Genetic Testing

While it may sound like something out of Science Fiction, the reality is the genetic analysis is an efficient and effective way to allow your medical advisors to understand your specific health needs and tailor individualized health programs to meet those unique needs.


The sensationalized view of genetics created by the media has given people the idea that there are specific genes that cause specific diseases. While it may be true that certain genes cause people to display certain traits, brown eyes for example, there is no such thing as a gene that ‘causes disease”. News articles often proclaim the discovery of such-and-such gene, the gene for Alzheimer’s, the gene for obesity, the gene for diabetes, etc.


The reality is that all genes in the body serve a purpose. Genes are the like the software in a computer, when certain buttons are clicked, the software kicks in and the computer does what the program says. Where problems come in, is where errors have occurred in the programming.


In genetics, when there is an mistake in the gene, it is called a SNP, which stands for single-nucleotide-polymorphism. Poly means many, and morph means change. It means that a gene has been changed in a few ways. There are many things that can cause a gene to be altered, and these alterations can cause many changes in the body. Understanding these changes is a heavily researched field at this time and new discoveries are being made constantly.


There are, however, a great number of SNPs that have been well-researched and can be used to provide an outline of a person’s genetic abilities when it comes to a number of critical health areas. 


The current areas of analysis we offer are:


CardioGenomic Profile: This test evaluates genetic variations (SNPs) in genes that modulate blood pressure regulation, lipid balance, nutrient metabolism, inflammation, and oxidative stress.


DetoxiGenomic Profile: This test evaluates SNPs associated with increased risk of impaired detoxification capacity especially when exposed to environmental toxins. It also identifies individuals potentially susceptible to adverse drug reactions.


OsteoGenomic Profile: This test evaluates genetic variations in genes that modulate bone formation (collagen synthesis), bone breakdown (resorption), and inflammation, including key regulatory mechanisms affecting calcium and Vitamin D3 metabolism.


ImmunoGenomic Profile: This test evaluates genetic variations in genes that modulate immune and inflammatory activity. These variations can affect balance between cell (Th-1) and humoral (Th-2) immunity, trigger potential defects in immune system defense, and stimulate mechanisms underlying chronic, overactive inflammatory responses.
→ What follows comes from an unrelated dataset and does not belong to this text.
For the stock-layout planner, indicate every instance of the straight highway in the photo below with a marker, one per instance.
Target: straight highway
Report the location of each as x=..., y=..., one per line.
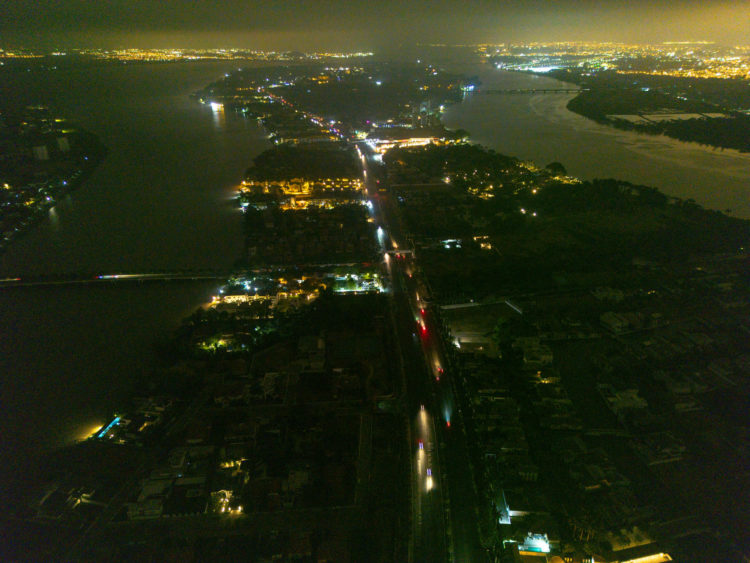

Estrogenomic Profile: This test evaluates genetic variations, called single nucleotide polymorphisms (SNPs), in genes that modulate estrogen metabolism, coagulation, cardiovascular disease, and osteoporosis.


Neurogenomic Profile: This test evaluates single nucleotide polymorphisms (SNPs) in genes that modulate methylation, glutathione conjugation, oxidative protection and the potential to evaluate vascular oxidation.


While many facilities use cheek cells, hair and saliva to determine DNA, our analysis is much more in depth and requires a larger and more genetically rich specimen which is why our is collected from blood.




Do genes cause disease?


No. A gene requires certain factors in order to become activated. These factors include, dietary, environmental, and lifestyle factors that all greatly contribute to the risk of developing certain diseases and medical conditions.


Is genetic testing something that I will have to do routinely?


No, one test is good for a lifetime. There are, however, several different tests that analyze a different health category. To get a complete health profile one would have to receive all the tests available. Example, the cardiovascular genetic analysis will not determine liver function polymorphisms. But once you have done a test, that exact test will never need to be repeated.


Are the results of genetic tests private?


There are people who have privacy concerns about the results of their genetic information. We understand and completely respect these issues. This is why we have developed a system to protect your privacy. The results will only be seen by you, your doctor, and those who you directly authorize to view the results. We will never share the results of the tests with any third parties, unless you specifically request it.


Are genetic tests covered by insurance?


Not likely. Insurance companies may not consider these tests to be medically necessary in many cases, and also, there are few people who would want insurance companies to have access to genetic test results in the first place. The prices of these tests are comparable to other types of blood tests and are quite affordable.




Genetic testing is one of the most advanced tools available to give you a thorough understanding of the inner workings of your body, as well as give you a clear direction about what types of lifestyle choices you should make in order to reduce your disease risks by the greatest amount possible. It will also give you an understanding of what kind of deficiencies and toxicities you are more susceptible to and offer solutions to those issues.